CFS搬出時点では異常がなかったのか、配送中に破損や濡損が発生した可能性があるのか、納品時に受領書へ例外記載があったのかを確認します。CFS搬出後の異常は、海上輸送中やCFS内の事故と区別しにくくなるため、搬出時点と納品時点の記録が重要になります。
事故通知で伝えるべき情報
事故通知では、単に「貨物が壊れている」と伝えるだけでは不十分です。関係者がすぐに確認できるよう、必要な情報を整理して通知します。
- House B/L番号
- Master B/L番号
- 本船名、航海番号
- コンテナ番号
- Arrival Notice発行元
- 搬入先または搬出元CFS
- 貨物名、個数、ケースマーク
- 異常の内容
- 異常を発見した場所と日時
- 写真資料の有無
- 受領書や搬出書類への例外記載の有無
- 保険付保の有無
通知が遅れるリスク
事故通知が遅れると、事故発生場所の特定が難しくなります。貨物がCFSから搬出され、配送され、納品先で開梱された後では、異常がどの段階で発生したのかを確認しにくくなります。

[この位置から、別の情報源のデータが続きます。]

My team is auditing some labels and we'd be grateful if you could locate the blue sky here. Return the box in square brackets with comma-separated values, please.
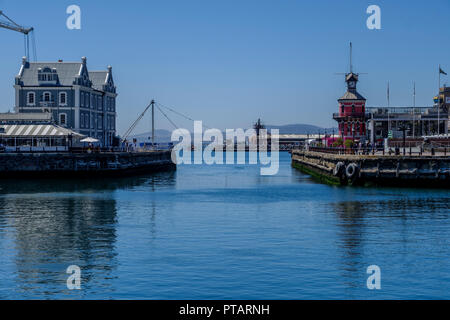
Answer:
[0, 0, 450, 133]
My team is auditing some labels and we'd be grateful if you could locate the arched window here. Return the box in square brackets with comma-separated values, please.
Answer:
[59, 92, 67, 106]
[27, 92, 36, 106]
[59, 113, 67, 125]
[38, 67, 58, 82]
[43, 91, 52, 102]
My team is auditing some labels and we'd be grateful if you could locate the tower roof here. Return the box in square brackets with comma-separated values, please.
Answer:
[338, 90, 366, 101]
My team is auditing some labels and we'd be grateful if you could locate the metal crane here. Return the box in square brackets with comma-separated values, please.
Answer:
[0, 10, 36, 61]
[122, 100, 155, 146]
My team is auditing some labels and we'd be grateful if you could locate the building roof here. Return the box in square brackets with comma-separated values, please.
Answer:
[19, 62, 82, 86]
[0, 124, 83, 138]
[0, 112, 52, 121]
[15, 57, 116, 93]
[339, 91, 366, 100]
[89, 71, 108, 90]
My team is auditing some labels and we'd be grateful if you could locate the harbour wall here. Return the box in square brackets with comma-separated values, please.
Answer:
[0, 150, 176, 178]
[292, 150, 450, 188]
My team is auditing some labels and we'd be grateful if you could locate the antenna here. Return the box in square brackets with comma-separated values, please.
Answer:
[350, 42, 353, 73]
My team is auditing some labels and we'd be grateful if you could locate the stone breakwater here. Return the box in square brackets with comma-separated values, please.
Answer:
[292, 150, 450, 188]
[0, 151, 176, 178]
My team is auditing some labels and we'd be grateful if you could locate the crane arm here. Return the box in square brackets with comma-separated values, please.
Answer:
[0, 10, 33, 35]
[122, 100, 155, 141]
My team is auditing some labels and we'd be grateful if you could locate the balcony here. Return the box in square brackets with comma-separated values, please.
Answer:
[333, 112, 370, 120]
[39, 101, 56, 108]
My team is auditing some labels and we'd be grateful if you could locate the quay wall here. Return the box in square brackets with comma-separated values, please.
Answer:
[292, 150, 450, 188]
[0, 150, 176, 178]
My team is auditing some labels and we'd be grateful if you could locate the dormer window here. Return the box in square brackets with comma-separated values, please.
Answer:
[59, 92, 67, 106]
[43, 92, 52, 102]
[38, 67, 58, 84]
[27, 92, 36, 106]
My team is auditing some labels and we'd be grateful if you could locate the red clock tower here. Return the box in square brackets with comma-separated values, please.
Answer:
[333, 44, 367, 140]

また、CFS記録、配送記録、写真資料、受領書の例外記載が不足していると、保険会社や関係先への説明が難しくなることがあります。
実務上の注意点
混載貨物の事故通知では、荷主の窓口、House B/L発行者、コーローダー、CFS、保険会社を整理して、早めに連絡することが重要です。
特にCo-load貨物では、元請フォワーダーと実際の混載手配者が異なるため、通知先を一つに限定せず、関係する経路を確認する必要があります。
混載貨物では、「どこで事故が起きたか」を後から確定するのが難しいことがあります。だからこそ、異常を見つけた時点で、写真、書類、例外記載、CFS確認、保険会社への通知を早めに行うことが重要です。